I get why he sets ebx to 3, but beyond that, I don't see what he is doing to ID map 2 MB.

memory
mapping
virtual
paging
osdev
asked on Stack Overflow Aug 13, 2017 by Mike

1 Answer

1

mov ebx, 0x00000003          ; Set the B-register to 0x00000003.

The code uses ebx to hold the value to be written to the next page table entry. It initializes it to 3 to set the present and writable bits (bit 0 and 1). From here on, it adds 0x1000 to it at each loop iteration, which does not affect those two bits. The physical address field is zero, so this makes the first entry map to physical address zero.


mov ecx, 512                 ; Set the C-register to 512.

The loop runs for 512 iterations, one iteration per page table entry. Each entry is 64 bits (8 bytes). One page table in long mode can hold 512 entries. 512 is 4096 / 8.


.SetEntry:
mov DWORD [edi], ebx         ; Set the uint32_t at the destination index to the B-register.

Write one page table entry.


add ebx, 0x1000              ; Add 0x1000 to the B-register.

Advance the physical address to be written into the next page table entry by 4KB. Each page table entry maps 4KB.


add edi, 8                   ; Add eight to the destination index.

Write the next page table entry into the next entry of the page table. Each page table entry is 8 bytes.


loop .SetEntry               ; Set the next entry.

The loop instruction means ecx = ecx - 1 jnz .SetEntry. It runs another iteration of the loop if ecx is not zero after reducing ecx by 1. Since ecx was initialized to 512 before the loop, this makes the above instructions repeat 512 times.


Since the first entry uses physical address zero, and each subsequent entries' physical address is 4KB higher, and each entry maps 4KB, and there are 512 of them, this code fills the page table entries for virtual address 0 (inclusive) through 2MB (exclusive) with entries that identity map the first 2MB of physical memory. "Identity" mapping means mapping it so the physical address is equal to the linear address. Each page table in long mode maps 2MB of address space. Since this code fills one page table, it maps 2MB.

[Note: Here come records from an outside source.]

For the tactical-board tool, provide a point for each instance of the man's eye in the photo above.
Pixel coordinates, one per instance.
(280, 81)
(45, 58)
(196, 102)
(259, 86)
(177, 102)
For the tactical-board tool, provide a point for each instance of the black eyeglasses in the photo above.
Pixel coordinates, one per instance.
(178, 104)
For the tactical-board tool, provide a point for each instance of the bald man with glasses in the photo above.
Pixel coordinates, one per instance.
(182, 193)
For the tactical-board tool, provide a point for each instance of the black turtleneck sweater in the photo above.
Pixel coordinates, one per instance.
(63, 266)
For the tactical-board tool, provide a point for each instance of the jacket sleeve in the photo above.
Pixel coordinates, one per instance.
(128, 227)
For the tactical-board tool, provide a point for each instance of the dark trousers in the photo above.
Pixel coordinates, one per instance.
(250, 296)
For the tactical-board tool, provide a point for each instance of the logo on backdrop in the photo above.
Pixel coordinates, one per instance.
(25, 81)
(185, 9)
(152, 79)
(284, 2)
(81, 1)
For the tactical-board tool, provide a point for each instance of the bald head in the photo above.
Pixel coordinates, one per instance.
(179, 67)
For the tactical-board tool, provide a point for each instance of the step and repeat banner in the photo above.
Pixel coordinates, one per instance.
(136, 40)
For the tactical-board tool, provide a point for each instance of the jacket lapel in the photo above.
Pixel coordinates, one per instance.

Note that this code alone is not sufficient to set up paging. This code only fills the page table entries. This code would work for 32-bit PAE paging or long mode paging.

In PAE paging, you would need to set up two other pages as well. For long mode, you would need to set up three other pages. PAE paging uses a 3-level translation, where the top level maps 1GB regions, the middle level maps 2MB regions, and the page table level maps 4KB regions.

Long mode paging uses a 4-level (or on the latest processors, it can be 5-level) paging. In long mode the top level maps 512GB regions, the second level maps 1GB regions, the third level maps 2MB regions, and the outermost level maps 4KB regions.

Code that sets up identity mapping would need to set up the pages described above, in addition to the setup shown in the code in your question.